本書は、MicrosoftのAzure Functionsプロダクトチームで働いている著者とその同僚たちとのエピソードをとおして、一流のエンジニアの思考法を紹介するものである。したがって、Microsoftのエンジニアを世界一流だと思うなら、書籍名は決して誤大広告ではない!

自己啓発な分野の本はめったに読むことはないのだが、タイトルにつられて買ってしまった。

私が最も面白いと思ったのは――皮肉なことに「世界一流のエンジニアの思考法」とは関係ないかもしれないが――チームビルディングの章だ。本書で述べられているように、日本企業はマイクロマネジメントがすぎる傾向にあると思う。

日本の企業では「これをやれ、あれをやるな、○○するときは必ず上司に許可を得てから…」といったスタイルで、主体的に考えて動くことは求められなかった。大企業に勤めるある人は「事業部長クラスでもたかだか100万円の決裁権もない」と嘆いていた。

このように、リーダーが部下を制御するマネジメントスタイルのことを「コマンドアンドコントロール」という。筆者の職場では、リーダーはビジョンとKPIのみ示して、どのように達成するかはチームが主体的に考えて意思決定をするという。このようなマネジメントスタイルのことを「サーバントリーダーシップ」という。詳しくは本書に譲りたいが、サーバントリーダーシップの方がクリエィティブな分野ではよい仕事が成し遂げられる確率は高いのは間違いないだろう。参考文献として挙げられていた「日本企業の社員は、なぜこんなにもモチベーションが低いのか?」という書籍が面白そうだったので後で読んでみたい。

以下の引用からも、本当にチームに裁量があることが分かる。

マイクロソフトには作業上の統一プロセスはなく、基本的にチームをどう回すかもそのチーム次第だ。
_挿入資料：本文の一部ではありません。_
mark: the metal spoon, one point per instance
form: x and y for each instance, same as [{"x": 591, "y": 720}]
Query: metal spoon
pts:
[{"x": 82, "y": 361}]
どんな大きなプロジェクトであっても、少人数から成るスモールチームの集まりで構成される。日本で大規模プロジェクトというと大勢の人がいるのが普通だが、世界的な巨大なクラウドを開発・運用するのに各チームは10人程度と本当に少ない。しかも、実際それぞれの機能を開発するのは「各個人」にまかされている。

多数の少人数からなるスモールチームによって、大きな仕事を成し遂げる。という方法も、Brooksの古典「人月の神話」によって示されているように非常に合理的な方法であるといえる。

ソフトウェア・プロジェクトに人員を追加すると、全体として必要となる労力が、次の3つの点で増加する。すなわち、再配置そのものに費やされる労力とそれによる作業の中断、新しい人員の教育、追加の相互連絡である。

人月の神話 -- Frederick Phillips Brooks, Jr.

肝心の思考法について、本書では「Be Lazy――怠惰であれ」や「早く失敗する」など紹介されていたが、この業界では割と周知の事実として認知されているような気がしていて、少なくとも私には新鮮味がなかった。非エンジニアにとっては新しい発見があるかもしれない。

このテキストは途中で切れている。